I mean sure, there are some very rare examples where a character requires some benefit he gains from levelling up in order to represent some aspect of his character that isn't linear progression of power (ie - you may have someone learn to use an item that he's found or a new language. The current 4e system says he can only possibly do that by gaining a level) but in general the only thing that levelling up (and the reciprocal levelling of monsters) does is to give a feeling that new threats are bigger and badder, and to keep giving players new and interesting things to do.

The only time this isn't the case is if you're one of those 'the world and all the monsters in it are set in stone ahead of time, so you'd better level up if you want to go to the place marked "here be dragons"' DMs (not that there's anything wrong with it, it just seems like a lot of extra work to me). And even then the XP curve is really behaving as a sort of drawn path through the world, not any kind of realistic gauge of characters changing and improving due to the world around them.

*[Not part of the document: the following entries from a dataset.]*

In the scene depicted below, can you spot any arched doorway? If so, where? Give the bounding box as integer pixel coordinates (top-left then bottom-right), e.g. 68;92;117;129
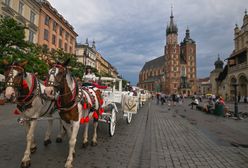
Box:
238;75;248;101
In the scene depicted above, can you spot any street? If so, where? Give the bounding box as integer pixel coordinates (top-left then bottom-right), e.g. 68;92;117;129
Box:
0;100;248;168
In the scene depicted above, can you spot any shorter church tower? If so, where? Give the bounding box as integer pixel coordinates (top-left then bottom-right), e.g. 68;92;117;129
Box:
164;11;180;94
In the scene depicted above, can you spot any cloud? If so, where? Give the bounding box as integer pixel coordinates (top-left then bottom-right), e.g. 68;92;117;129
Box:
50;0;248;84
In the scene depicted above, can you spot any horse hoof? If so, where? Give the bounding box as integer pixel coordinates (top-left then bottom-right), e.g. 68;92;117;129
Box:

That also partly why I don't believe in any sort of differential XP system in D&D. 4e (and D&D in general) breaks down if one character is significantly ahead of the others. Differential XP just makes the DMs job much harder. Since there are plenty of other things to give out (magic items, boons, rerolls, roleplaying rewards like your own castle, RL rewards like sweets) that are much more fun for all involved and much less work for a DM, why would you choose XP?
 

Classic Traveller is an example of this.

How would you see Runequest fitting in?
Interestingly, very early (1/2E) RQ had skill increases mainly driven by training - a very world-based/simulationist approach for its time. The "roll a fail to advance" mechanic is a very nice way to get diminishing returns on a skill as it increases in value, but too often I find the game devolves into "tick drive", where players spend all their time looking for ways to get checkmarks by all their skills.

In summary, RQ-style percentage skill with rolls to gain can be a nice, world-simulating advancement mechanic, but these days, if I was designing for a setting-based game, I think I would go for a simpler schema that de-emphasises skill gain during actual play. I think this is an area where Pendragon's skill gains over "winter" is a great model. Playing Pendragon where personality stats change during actual adventures and skills just get trained over winter (and atrophy with age) works really well, IMO. The focus during actual play is right on your knight's traits and passions - which is just where it should be!
 

My question is simple in theory. Should roleplay determine character advancement? What I mean is, should roleplay be the only thing that determines character advancement? Should XP and other mechanical means of advancing characters be thrown out and replaced with roleplay only advancement?

I like the idea. I like it a lot. But I've never found a good way to do it. If anyone has I'd love to see the rules you used or links to them.